Mutation Fired Outbreak of Deadly Tropical Virus

What a difference a nucleotide makes. A simple change in the genetic sequence of the chikungunya virus may have triggered a massive outbreak of the deadly tropical disease on an island in the Indian Ocean in 2005 and 2006. The mutation made it easier for the virus to reproduce inside the mosquitoes that transmit it to humans, researchers report in the current issue of PLOS One.
Chikungunya kills about one in every 1000 infected people; in the rest, it can cause rash, fever, and crippling joint and muscle pains. The outbreak at La Réunion, a French island 700 kilometers east of Madagascar, sickened at least a third of the 800,000 inhabitants (ScienceNOW, 17 February 2006). "The scope and magnitude were really unprecedented," says Ann Powers, an expert in insect-borne viruses at the Centers for Disease Control and Prevention in Fort Collins, Colorado. The virus was spread mainly by the Asian tiger mosquito, Aedes albopictus, although it wasn't known at the time as a prominent chikungunya vector.
From sequencing the RNA genomes of viruses isolated from patients, researchers knew that chikungunya had undergone a mutation early on in the epidemic. The mutation led to a one-amino-acid change within E1, a protein sitting on the viral coat. About September 2005, most patients still had the amino acid alanine at a certain position within E1. But from about December on, when the outbreak really got going, more than 90% had valine at that same position. Researchers suspected that the change had facilitated spread, but this was mostly speculation.

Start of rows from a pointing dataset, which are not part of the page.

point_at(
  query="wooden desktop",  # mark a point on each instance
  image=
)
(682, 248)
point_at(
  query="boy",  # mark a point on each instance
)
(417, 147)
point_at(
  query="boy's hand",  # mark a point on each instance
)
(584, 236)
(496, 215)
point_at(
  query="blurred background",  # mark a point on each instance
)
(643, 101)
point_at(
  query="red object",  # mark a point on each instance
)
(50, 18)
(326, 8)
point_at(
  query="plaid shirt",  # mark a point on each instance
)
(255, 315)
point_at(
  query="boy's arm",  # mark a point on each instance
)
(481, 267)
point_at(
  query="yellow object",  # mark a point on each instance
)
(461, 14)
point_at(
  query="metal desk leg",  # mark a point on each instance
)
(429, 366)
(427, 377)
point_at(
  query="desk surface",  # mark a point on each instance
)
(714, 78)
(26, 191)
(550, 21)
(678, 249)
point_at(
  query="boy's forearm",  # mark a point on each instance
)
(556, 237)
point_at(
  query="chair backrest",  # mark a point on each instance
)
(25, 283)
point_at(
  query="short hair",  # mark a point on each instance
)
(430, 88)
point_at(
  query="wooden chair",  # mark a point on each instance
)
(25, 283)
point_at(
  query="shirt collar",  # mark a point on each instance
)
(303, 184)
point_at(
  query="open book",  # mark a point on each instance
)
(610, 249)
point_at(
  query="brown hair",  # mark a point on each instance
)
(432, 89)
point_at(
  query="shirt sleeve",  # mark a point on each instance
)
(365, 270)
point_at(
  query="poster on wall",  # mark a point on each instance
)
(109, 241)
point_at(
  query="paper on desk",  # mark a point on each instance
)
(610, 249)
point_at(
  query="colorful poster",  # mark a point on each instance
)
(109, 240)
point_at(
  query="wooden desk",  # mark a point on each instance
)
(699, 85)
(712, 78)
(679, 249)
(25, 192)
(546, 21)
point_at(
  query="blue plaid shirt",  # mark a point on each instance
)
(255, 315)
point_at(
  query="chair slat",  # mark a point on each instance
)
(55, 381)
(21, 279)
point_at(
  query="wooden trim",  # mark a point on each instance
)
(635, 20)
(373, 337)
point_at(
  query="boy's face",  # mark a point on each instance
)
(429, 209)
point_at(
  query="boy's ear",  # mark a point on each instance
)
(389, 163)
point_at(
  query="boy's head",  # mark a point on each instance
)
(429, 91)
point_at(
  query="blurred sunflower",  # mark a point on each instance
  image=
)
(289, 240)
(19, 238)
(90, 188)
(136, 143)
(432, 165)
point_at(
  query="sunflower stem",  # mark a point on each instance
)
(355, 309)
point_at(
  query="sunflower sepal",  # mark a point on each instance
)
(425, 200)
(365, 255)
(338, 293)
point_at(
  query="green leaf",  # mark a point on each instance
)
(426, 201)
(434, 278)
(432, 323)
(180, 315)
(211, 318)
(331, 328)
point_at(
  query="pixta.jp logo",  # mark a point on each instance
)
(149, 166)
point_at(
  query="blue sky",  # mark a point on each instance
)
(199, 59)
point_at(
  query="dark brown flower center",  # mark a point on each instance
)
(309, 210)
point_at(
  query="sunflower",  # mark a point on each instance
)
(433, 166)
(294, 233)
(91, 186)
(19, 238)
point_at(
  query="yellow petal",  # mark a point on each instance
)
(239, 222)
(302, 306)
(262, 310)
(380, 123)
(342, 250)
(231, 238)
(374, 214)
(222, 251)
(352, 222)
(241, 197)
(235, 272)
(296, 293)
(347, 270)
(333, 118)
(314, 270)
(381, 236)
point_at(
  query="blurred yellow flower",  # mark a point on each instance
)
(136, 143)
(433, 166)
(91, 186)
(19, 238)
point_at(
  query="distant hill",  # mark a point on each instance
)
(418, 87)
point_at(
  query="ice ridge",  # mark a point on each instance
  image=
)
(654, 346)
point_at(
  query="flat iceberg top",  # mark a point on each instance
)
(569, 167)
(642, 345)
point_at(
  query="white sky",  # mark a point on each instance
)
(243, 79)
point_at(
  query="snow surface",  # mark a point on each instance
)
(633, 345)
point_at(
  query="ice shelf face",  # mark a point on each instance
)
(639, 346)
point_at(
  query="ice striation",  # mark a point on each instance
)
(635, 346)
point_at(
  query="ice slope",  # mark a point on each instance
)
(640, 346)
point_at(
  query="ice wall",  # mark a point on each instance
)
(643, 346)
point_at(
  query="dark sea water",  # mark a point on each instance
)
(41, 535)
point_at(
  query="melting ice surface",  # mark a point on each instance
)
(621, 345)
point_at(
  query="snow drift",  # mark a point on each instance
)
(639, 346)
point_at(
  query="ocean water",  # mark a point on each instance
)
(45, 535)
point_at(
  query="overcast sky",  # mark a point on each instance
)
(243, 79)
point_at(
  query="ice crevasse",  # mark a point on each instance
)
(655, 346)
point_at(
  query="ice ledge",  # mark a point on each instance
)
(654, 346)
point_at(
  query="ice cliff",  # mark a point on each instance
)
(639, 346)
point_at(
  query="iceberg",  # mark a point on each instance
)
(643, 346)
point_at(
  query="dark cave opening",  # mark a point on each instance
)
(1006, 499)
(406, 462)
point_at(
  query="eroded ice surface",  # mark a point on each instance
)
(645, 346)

Now they have proof. A group led by Anna-Bella Failloux of the Pasteur Institute in Paris bred populations of A. albopictus mosquitoes from La Réunion and nearby Mayotte and fed them a blood meal spiked with virus having one or the other version of E1. The scientists then ground up the insect bodies at different time intervals after the feeding and measured the amount of virus inside. In mosquitoes fed with the valine-substituted E1, the virus occurred in quantities almost 100 times higher than in those without. This mutated virus was also better able to pass the wall of a mosquito's midgut and make its way to the salivary glands, from where it could pass to a new victim with the insect's next bite. Apparently, the mutation made the virus a much better fit for La Réunion's Asian tiger mosquito population and thus made the epidemic soar, says Failloux.

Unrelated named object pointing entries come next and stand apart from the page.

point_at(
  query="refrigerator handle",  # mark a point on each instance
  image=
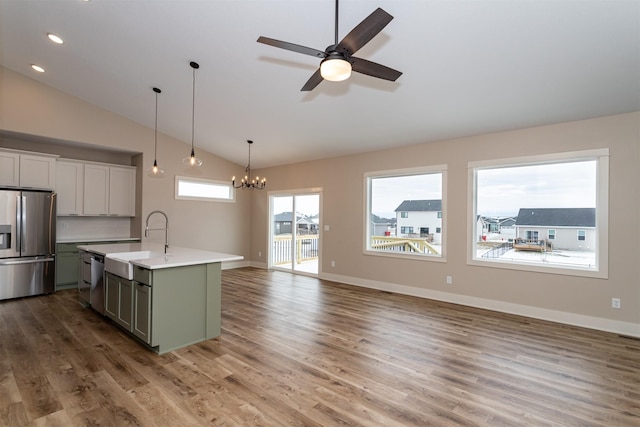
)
(19, 200)
(51, 219)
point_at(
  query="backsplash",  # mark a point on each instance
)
(92, 228)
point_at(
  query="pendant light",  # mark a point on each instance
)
(247, 181)
(155, 170)
(192, 160)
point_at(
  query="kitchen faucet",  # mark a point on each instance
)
(166, 228)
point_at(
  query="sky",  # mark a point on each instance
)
(388, 193)
(501, 191)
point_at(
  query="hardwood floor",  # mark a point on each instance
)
(295, 350)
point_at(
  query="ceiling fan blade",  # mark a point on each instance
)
(293, 47)
(314, 81)
(374, 69)
(364, 32)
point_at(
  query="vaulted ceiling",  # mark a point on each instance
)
(469, 67)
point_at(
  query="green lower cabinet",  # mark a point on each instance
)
(119, 300)
(142, 311)
(68, 262)
(176, 307)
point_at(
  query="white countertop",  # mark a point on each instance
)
(94, 239)
(175, 257)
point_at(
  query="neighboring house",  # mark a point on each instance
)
(420, 218)
(507, 227)
(565, 228)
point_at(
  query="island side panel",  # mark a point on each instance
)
(214, 295)
(179, 306)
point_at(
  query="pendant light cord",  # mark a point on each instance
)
(193, 107)
(155, 149)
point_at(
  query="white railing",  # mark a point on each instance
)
(306, 248)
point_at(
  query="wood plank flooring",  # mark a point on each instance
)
(298, 351)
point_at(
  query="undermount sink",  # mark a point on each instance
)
(118, 263)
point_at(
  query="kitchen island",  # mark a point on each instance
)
(167, 301)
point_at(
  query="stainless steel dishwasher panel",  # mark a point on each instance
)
(84, 280)
(97, 283)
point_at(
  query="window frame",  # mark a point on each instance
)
(177, 196)
(601, 156)
(422, 170)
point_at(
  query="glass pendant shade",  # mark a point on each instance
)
(335, 69)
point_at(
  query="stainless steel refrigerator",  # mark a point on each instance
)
(27, 243)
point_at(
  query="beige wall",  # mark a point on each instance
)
(28, 107)
(572, 299)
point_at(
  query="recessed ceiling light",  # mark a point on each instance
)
(55, 38)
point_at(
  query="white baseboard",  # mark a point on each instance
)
(597, 323)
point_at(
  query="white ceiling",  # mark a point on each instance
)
(470, 67)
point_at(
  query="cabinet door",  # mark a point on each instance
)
(125, 304)
(70, 188)
(9, 169)
(37, 172)
(111, 296)
(142, 312)
(122, 191)
(67, 266)
(96, 189)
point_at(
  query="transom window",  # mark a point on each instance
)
(406, 213)
(560, 206)
(188, 188)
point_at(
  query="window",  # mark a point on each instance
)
(188, 188)
(532, 235)
(403, 208)
(564, 194)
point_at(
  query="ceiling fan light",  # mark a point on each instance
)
(335, 69)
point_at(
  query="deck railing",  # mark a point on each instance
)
(402, 244)
(306, 248)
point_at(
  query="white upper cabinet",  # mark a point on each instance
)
(70, 187)
(96, 189)
(122, 191)
(9, 169)
(91, 189)
(27, 170)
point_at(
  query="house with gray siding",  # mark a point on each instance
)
(420, 218)
(566, 228)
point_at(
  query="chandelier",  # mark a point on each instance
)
(247, 181)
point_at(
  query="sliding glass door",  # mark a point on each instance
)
(295, 237)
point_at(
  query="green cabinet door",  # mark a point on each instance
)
(118, 300)
(142, 311)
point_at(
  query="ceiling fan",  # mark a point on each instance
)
(337, 62)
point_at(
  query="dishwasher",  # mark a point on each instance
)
(84, 279)
(96, 295)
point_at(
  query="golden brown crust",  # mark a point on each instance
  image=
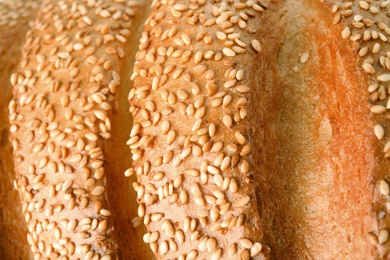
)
(316, 152)
(64, 101)
(15, 19)
(190, 140)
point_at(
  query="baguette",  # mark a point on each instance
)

"It's an elegant study," says Powers. "They did a very nice job of showing that there is a difference in what was occurring early in the outbreak and later on." That said, many other factors must have conspired to fuel the epidemic, Powers says, from zero immunity in the human population--La Réunion was virgin territory for chikungunya--to the fact that the mosquitoes were apparently thriving at the time.